As shown in fig. 1, as a preferred embodiment of the present invention, the intermediate buffer module includes:

and the intermediate buffer container 61 is used for buffering the wastewater treated by the pH callback module.

Specifically, the pH of the wastewater is buffered by the intermediate buffer container 61.

In addition, a sixth pH meter, a sixth ultrahigh liquid level meter, a second high liquid level meter, a second middle liquid level meter and a second low liquid level meter are arranged on the intermediate buffer container 61; the sixth pH meter is used for detecting the pH value of the wastewater in the intermediate buffer container 61, and the sixth ultrahigh level meter, the second medium level meter and the second low level meter are respectively used for detecting the liquid levels of an ultrahigh point, a high point, a middle point and a low point on the intermediate buffer container 61.

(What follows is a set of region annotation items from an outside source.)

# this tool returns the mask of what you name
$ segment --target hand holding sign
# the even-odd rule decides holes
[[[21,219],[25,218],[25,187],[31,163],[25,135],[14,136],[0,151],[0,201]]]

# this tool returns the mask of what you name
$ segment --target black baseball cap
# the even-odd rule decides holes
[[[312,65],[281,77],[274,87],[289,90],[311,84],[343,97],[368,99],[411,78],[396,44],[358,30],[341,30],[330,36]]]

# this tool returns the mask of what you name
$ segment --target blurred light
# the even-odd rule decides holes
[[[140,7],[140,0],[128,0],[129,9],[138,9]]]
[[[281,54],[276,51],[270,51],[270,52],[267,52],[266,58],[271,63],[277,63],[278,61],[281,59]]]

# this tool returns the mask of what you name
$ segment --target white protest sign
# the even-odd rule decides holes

As shown in fig. 1, as a preferred embodiment of the present invention, the ozone reaction module comprises:

an ozone reaction vessel 71;

a booster pump 73 for pumping the wastewater in the intermediate buffer module into the ozone reaction vessel 71;

an ozone generator 72 connected to the ozone reaction container 71 for generating ozone;

an ozone circulation pump 75 for circulating ozone in the ozone reaction vessel 71;

an air compressor connected to the ozone circulation pump 75;

and a second rotary mixing aerator 74 disposed in the ozone reaction vessel 71 for oxygenating and aerating the wastewater in the ozone reaction vessel 71 in the form of multi-layer spiral cutting.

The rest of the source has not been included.